München – Für seine Minister muss es aussehen wie ein trügerisches Idyll. Markus Söder sitzt im Pulli mitten in einem Schneefeld im Berchtesgadener Land, hinter sich romantisch-verschneite, von blauem Himmel umspielte Gipfel. Doch der Watzmann ist nur eine Fototapete im Sitzungsraum der Staatskanzlei, aufgebaut für die Videokonferenz des Ministerrats; in der Ecke steht noch die Leiter, um ihn wieder runterzuschrauben. Es ist eh nichts beschaulich an diesem Dezembertag, denn es geht mal wieder um Tod und eingeschränktes Leben in Bayern.
In ihrer Sondersitzung am Nikolaustag beschließen Söder und seine Minister, den Lockdown in Bayern zu verschärfen. In Teilen ist das ein Kurswechsel. Nach, so hört man, mühsamen Vorgesprächen willigen auch die Freien Wähler ein, den Präsenz-Unterricht an den Schulen ab Klasse 8 zu reduzieren. Weil die Infektionszahlen beharrlich nicht sinken, wird ab Mittwoch bayernweit in täglichen Wechselunterricht geschaltet – die halbe Klasse da, die halbe daheim am Computer. Wo die Inzidenz über 200 steigt, wird nur noch per Internet unterrichtet. Dies gilt zudem ab Mittwoch überall für alle Berufsschulen.
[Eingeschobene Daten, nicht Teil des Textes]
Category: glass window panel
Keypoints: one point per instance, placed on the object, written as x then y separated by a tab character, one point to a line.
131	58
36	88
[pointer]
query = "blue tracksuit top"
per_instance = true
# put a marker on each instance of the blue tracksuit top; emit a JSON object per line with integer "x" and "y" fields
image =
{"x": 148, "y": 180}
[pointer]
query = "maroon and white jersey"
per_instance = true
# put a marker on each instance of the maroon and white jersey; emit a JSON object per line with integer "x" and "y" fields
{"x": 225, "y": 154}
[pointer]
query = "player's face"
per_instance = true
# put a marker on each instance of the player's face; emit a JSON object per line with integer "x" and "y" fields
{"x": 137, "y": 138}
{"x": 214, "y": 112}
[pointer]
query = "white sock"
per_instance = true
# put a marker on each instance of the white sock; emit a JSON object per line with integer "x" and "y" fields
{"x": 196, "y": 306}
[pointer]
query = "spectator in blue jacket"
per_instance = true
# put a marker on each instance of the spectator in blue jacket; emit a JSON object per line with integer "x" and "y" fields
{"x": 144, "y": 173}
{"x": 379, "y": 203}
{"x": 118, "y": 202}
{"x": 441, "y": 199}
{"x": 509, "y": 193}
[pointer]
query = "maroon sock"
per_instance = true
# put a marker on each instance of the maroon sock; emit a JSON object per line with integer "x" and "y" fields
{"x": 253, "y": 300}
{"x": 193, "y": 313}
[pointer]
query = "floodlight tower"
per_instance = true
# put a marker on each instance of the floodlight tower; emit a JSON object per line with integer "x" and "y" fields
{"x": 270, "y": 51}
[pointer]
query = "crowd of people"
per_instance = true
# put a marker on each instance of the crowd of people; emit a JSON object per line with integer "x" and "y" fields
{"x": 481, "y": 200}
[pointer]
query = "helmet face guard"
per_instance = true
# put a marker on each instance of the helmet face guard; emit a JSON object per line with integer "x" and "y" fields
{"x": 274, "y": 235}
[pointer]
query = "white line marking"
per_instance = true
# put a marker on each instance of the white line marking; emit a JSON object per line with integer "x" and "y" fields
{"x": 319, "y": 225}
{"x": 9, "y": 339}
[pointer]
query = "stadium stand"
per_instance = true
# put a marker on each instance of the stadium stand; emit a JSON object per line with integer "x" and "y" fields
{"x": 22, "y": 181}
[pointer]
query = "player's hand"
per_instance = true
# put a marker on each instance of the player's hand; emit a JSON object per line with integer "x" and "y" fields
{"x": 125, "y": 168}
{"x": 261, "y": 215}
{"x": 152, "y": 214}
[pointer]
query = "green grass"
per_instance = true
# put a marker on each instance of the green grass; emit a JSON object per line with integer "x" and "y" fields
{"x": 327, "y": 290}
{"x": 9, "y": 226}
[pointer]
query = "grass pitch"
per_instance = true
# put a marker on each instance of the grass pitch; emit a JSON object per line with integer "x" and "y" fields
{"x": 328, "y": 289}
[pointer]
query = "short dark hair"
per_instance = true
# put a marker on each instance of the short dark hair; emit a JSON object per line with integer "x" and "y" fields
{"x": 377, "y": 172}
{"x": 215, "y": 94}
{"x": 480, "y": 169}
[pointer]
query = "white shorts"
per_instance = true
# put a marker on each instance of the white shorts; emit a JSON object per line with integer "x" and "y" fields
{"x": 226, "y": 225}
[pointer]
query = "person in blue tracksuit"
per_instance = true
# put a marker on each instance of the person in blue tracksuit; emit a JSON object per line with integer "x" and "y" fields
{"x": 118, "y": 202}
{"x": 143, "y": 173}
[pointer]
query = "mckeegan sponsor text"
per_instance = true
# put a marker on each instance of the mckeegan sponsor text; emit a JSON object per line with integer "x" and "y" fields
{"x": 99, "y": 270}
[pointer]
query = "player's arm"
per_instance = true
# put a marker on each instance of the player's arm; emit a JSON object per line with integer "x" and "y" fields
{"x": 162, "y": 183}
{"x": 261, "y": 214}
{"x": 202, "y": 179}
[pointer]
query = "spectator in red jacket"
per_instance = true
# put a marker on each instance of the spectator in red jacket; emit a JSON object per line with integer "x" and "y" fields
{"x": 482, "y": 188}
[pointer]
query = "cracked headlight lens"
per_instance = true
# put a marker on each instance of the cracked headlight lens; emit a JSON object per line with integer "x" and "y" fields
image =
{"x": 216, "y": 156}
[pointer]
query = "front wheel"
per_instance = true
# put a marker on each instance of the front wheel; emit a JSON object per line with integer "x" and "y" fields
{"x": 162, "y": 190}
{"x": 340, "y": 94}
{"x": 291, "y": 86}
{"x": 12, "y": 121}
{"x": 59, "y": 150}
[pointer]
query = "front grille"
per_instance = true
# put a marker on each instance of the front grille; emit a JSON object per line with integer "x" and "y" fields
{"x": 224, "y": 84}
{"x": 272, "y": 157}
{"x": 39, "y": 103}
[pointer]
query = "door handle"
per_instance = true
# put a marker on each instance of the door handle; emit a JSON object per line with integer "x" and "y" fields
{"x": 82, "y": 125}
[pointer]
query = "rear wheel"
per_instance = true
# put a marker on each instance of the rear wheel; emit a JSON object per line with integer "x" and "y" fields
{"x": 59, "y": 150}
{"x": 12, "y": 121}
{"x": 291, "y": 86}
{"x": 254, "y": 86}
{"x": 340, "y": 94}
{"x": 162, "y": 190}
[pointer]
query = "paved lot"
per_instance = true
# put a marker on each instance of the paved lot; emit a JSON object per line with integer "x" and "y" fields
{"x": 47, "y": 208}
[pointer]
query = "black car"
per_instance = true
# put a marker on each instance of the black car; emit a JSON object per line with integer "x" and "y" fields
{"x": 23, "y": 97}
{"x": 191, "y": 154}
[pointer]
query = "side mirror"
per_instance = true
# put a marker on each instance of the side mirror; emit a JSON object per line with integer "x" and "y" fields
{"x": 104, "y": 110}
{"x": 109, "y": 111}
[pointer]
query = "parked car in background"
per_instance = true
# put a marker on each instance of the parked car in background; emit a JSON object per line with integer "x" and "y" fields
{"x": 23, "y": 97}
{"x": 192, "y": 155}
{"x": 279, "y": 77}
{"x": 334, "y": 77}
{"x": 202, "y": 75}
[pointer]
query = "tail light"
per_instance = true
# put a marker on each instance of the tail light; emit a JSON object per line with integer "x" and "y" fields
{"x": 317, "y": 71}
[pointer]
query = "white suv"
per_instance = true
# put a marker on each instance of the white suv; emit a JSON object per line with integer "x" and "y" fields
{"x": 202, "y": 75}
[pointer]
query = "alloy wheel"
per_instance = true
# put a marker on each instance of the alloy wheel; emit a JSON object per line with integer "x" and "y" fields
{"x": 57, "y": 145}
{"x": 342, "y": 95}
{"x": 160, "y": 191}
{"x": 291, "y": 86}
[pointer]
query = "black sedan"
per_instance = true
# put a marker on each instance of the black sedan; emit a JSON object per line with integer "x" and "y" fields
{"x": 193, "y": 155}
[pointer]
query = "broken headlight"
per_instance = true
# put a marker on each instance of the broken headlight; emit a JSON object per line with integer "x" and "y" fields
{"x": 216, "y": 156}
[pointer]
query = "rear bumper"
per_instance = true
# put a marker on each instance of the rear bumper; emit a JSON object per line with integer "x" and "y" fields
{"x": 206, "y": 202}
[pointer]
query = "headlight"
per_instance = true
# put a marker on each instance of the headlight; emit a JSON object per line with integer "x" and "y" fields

Das ist der wohl spektakulärste Beschluss der Minister. Unter Freien Wählern heißt es, dass vor allem ihr Kultusminister Michael Piazolo Bedenken anmeldete. Er fürchtete Defizite in der Bildung. Söder musste ihn mit Nachdruck umstimmen. Später vor Journalisten redet der Ministerpräsident sehr deutlich über die Todeszahlen. „Alle vier Minuten stirbt ein Mensch in Deutschland an Corona.“ Schnelles Handeln sei nötig. Ihn empöre die Gleichgültigkeit, „mit der in Deutschland Todesfälle als Statistik abgetan werden“.
Söder kommt den Freien Wählern und Wirtschaftsminister Hubert Aiwanger in einem Punkt entgegen: Für den Handel gibt es vorerst keine neuen Einschränkungen, auch Dienstleister wie Friseure bleiben offen. Der Ministerpräsident kann sich da durchaus Härteres vorstellen, wie im Frühjahrs-Lockdown – er sieht Probleme vor allem in großen Einkaufszentren. Das liegt nun bis mindestens Weihnachten auf Eis.
Der Rest des Pakets, mediengerecht als Zehn-Punkte-Plan geschnürt, ist weitgehend Konsens in der Koalition. Der Katastrophenfall wird wieder ausgerufen, ein technisches Ding, um vor allem die Kliniken besser zu koordinieren. Für alle Bayern gelten ab Mittwoch formal Ausgangsbeschränkungen, allerdings mit vielen Ausnahmen, unter anderem für Sport. In Hotspots mit 200er-Inzidenz – auch München nähert sich diesem Wert allmählich – gilt zudem zwischen 21 und 5 Uhr eine Ausgangssperre. Hier sind die Ausnahmen nachts schon karger: Beruf, Medizin-Notfälle, Begleitung von Tieren, nicht mehr aber Sport und ein Bierchen im befreundeten Haushalt.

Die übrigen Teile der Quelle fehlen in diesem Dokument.